With the 5th New York Infantry leading the advance, the 7th New York mistakenly fired on the 3rd New York Infantry, which were clad in gray uniforms. The friendly fire inflicted 21 casualties with two being mortal.
The predawn fiasco served to warn Hill’s Confederates of the approaching Union force. Hill’s forces abandoned their position near Little Bethel and fell back to entrenchments near Big Bethel Church.
The Confederates opened fire with Major George Randolph’s battery shelling the Federals. For more than two hours both sides launched uncoordinated attacks. Only the 1st Vermont made it across Brick Kiln Creek while a later attempt to turn the Confederate left flank was repulsed.
Pierce withdrew to Fort Monroe, giving the smaller Confederate force a victory. The Federals suffered casualties of 18 killed, 53 wounded and five missing compared to the Confederate’s one killed and seven wounded. One of those to fall at Big Bethel was Lieutenant John Trout Greble, commanding the 2nd U. S. Artillery. Greble was the first West Point graduate and regular army officer killed in the Civil War.

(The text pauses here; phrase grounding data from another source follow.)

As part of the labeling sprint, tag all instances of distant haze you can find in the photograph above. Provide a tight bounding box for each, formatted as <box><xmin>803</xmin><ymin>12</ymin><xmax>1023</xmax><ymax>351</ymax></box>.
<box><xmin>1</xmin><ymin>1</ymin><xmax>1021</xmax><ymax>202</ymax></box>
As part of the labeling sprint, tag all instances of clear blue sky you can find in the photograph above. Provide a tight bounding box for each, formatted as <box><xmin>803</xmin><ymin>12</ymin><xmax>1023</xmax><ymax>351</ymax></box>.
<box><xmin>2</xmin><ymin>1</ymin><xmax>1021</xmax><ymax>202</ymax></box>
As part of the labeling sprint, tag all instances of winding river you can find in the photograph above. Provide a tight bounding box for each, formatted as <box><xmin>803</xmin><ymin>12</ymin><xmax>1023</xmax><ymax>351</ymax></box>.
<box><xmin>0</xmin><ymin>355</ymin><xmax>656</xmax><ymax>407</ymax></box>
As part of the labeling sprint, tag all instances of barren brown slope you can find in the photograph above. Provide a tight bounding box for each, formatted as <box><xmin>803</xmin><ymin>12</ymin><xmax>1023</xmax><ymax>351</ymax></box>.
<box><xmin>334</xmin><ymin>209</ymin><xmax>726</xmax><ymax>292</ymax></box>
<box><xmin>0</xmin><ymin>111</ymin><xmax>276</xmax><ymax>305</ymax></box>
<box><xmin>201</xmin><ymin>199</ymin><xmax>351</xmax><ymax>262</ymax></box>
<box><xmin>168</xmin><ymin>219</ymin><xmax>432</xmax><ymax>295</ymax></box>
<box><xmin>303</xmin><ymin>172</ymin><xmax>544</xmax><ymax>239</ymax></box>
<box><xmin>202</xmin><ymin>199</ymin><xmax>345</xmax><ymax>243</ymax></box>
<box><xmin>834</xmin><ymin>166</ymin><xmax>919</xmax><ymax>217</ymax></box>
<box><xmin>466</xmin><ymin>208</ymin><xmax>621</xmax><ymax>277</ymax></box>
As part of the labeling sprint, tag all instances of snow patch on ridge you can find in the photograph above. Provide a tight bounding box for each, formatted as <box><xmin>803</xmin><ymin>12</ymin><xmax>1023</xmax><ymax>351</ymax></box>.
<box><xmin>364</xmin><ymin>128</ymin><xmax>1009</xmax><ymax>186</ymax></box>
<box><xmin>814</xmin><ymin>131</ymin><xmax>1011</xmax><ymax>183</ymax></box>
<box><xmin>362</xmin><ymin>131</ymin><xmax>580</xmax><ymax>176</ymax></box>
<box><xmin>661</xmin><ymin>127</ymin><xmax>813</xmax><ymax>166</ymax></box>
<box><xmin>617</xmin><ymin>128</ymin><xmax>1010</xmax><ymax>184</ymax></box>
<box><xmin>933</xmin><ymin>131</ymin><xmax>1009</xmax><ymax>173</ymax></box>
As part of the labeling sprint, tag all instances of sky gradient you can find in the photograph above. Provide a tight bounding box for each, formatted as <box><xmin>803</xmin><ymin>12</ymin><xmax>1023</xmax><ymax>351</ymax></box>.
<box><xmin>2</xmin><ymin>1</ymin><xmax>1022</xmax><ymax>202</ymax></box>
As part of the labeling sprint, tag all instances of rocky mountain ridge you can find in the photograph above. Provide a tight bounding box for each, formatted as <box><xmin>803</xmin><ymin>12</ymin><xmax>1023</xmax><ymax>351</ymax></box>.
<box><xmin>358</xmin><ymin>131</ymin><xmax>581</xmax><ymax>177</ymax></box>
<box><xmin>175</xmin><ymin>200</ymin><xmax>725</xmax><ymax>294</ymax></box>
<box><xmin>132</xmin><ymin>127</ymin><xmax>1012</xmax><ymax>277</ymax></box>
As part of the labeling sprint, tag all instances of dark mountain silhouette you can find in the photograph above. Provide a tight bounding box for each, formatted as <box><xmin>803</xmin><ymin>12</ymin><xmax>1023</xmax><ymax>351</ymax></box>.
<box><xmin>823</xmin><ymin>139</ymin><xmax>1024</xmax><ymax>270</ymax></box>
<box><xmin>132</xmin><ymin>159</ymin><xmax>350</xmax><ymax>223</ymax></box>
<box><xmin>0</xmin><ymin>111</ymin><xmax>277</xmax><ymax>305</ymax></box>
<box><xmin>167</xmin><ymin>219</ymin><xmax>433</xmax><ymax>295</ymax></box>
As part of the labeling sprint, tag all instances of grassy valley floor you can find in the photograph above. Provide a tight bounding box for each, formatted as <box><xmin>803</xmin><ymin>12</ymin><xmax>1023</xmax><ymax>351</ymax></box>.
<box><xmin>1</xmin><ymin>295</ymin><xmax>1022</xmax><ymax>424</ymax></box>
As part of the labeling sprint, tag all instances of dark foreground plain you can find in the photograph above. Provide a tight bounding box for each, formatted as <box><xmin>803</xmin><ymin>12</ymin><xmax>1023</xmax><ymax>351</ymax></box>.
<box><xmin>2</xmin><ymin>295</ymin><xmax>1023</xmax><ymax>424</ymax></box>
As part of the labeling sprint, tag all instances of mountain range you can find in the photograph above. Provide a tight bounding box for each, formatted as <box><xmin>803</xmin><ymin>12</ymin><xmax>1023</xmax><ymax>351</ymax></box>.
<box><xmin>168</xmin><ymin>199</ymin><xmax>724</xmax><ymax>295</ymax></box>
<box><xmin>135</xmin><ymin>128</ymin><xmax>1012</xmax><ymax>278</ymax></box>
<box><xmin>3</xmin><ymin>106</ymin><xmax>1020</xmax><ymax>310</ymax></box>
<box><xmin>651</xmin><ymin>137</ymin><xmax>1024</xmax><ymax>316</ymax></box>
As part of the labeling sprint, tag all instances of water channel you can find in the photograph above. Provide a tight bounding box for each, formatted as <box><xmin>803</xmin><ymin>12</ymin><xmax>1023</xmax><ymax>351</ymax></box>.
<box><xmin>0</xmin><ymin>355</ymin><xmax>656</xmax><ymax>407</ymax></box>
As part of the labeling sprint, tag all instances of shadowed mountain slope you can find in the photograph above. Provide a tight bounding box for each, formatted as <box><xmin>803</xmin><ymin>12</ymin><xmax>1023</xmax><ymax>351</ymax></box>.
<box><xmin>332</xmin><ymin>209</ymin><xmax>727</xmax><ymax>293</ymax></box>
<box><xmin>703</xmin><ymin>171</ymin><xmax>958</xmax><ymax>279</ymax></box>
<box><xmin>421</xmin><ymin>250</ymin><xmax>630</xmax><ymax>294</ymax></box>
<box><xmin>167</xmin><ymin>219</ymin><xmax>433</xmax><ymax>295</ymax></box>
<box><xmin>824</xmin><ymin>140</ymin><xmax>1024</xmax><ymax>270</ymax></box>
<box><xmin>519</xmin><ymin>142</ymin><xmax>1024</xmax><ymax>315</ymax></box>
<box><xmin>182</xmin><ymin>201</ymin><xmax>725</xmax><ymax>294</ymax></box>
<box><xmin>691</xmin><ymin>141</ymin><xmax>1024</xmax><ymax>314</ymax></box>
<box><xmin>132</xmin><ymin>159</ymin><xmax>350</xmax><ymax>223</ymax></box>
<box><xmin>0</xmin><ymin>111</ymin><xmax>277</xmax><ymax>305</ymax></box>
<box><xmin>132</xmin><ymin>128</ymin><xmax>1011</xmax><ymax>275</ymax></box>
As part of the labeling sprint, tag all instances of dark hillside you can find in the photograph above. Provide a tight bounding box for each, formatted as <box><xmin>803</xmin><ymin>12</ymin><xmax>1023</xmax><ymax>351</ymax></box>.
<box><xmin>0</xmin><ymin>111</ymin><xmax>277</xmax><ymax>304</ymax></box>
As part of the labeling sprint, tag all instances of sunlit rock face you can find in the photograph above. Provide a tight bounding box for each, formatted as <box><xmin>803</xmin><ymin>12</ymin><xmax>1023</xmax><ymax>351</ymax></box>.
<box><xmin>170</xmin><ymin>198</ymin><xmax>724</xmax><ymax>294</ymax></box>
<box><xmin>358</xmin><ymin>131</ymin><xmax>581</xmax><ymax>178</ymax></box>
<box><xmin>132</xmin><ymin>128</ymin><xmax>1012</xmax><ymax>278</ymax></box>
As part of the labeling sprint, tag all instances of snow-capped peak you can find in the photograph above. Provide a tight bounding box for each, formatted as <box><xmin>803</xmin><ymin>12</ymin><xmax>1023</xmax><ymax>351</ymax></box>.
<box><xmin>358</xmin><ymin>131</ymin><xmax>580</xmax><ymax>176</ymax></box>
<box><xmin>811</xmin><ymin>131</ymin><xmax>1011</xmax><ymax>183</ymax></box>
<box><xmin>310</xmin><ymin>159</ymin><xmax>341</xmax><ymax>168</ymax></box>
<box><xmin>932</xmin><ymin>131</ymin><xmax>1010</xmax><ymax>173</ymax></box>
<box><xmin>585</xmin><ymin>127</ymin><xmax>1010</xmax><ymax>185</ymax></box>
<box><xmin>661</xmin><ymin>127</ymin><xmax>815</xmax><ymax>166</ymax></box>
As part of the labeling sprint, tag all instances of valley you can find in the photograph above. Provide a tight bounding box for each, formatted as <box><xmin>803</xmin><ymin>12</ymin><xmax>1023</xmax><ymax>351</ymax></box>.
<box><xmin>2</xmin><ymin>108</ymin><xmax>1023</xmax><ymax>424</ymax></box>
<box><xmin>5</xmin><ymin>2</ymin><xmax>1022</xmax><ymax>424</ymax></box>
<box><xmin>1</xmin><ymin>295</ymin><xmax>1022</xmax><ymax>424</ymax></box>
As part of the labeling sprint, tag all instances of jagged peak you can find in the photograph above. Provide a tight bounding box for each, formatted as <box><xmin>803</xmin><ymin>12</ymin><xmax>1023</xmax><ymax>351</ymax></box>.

The battle of Big Bethel was the first land battle of the Civil War and occurred eight weeks after Fort Sumter had been fired upon. After the Union defeat, there was some clamor to remove Butler from command. Butler was not removed from command but was eventually transferred to the Gulf States where he would play a leading role in the Union capture and occupation of New Orleans and Ship Island.
Given the early stage of the Civil War, the battle of Big Bethel was hailed as a significant Confederate victory. Neither side could fathom just how long the war would actually last and the carnage it would produce.
Little, if any, portions of the Big Bethel battlefield were preserved. Most of the land of the battlefield is residential homes and businesses. The location of Greble’s death is a convenience store. A good portion of the battlefield is under water after the Brick Kiln Creek was dammed, creating the Big Bethel Reservoir.